When I left, he handed me a piece of paper with another address on it, this time near Hyde Park. I hadn’t done anything like this since Julie’s tenth birthday treasure hunt.
This time there were four or five men at a table, again in an otherwise empty room. They looked like a convention of private school geography teachers. They asked me hypothetical questions.
‘If you’re on a train, do you always notice who’s in the compartment with you?’
Depends if I’m sober. ‘Yes,’ I said.
‘If you find yourself alone in a foreign city, what do you do?’
‘I buy a map, walk around to orientate myself and go to a museum or a bar and try to make friends with some local people.’

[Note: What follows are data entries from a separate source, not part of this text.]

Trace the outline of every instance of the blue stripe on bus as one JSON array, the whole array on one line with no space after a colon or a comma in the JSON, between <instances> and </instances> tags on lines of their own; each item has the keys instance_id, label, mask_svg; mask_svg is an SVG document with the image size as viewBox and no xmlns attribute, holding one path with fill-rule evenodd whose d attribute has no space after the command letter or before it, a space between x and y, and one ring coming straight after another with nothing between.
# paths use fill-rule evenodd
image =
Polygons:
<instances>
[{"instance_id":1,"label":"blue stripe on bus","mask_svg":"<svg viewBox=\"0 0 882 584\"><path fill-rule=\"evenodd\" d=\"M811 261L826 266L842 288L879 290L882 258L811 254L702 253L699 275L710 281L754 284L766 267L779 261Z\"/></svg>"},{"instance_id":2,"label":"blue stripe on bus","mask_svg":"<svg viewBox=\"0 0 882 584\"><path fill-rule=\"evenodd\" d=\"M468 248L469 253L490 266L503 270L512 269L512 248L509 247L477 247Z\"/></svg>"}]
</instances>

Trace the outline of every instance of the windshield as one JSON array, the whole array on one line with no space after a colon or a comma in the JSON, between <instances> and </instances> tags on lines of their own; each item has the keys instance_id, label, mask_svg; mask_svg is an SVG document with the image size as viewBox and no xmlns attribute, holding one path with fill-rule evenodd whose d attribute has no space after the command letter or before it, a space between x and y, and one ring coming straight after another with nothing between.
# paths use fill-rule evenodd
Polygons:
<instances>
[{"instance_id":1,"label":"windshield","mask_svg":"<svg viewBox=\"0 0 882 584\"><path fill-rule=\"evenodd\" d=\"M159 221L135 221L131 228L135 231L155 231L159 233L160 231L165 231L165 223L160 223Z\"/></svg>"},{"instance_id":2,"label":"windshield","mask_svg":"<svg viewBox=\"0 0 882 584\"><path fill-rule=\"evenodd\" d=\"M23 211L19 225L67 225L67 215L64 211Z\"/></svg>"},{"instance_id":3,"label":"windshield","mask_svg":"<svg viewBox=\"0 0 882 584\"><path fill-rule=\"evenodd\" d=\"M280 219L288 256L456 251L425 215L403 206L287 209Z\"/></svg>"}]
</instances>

Alternatively, I might score some high-grade hashish in the market square, find a hotel room, take back a litre of duty-free and watch television. When had I last been in a foreign city on my own anyway? Istanbul? And more on the way home. Split, Ljubljana, Venice, Geneva, Paris. I couldn’t remember what I’d done in any of them. I do have these blanks.
An old-fashioned telephone on the table started to ring. The bald man answered it in a language I didn’t recognise, then passed the receiver to me.
Someone was speaking to me in French. No one had done that since Mug Benson in the dry run for the O-level oral. (The board examiner himself, in our one-to-one, had been happy to chat in English.) Had Woodrow overcooked my ability as a linguist? I said ‘
très bien
’ quite a bit and gave a short speech about who I was and where I came from that I still remembered, word-perfect, from Mug’s revision group. Then, while I was still on the front foot, I put the receiver down and pushed the telephone back to the bald man.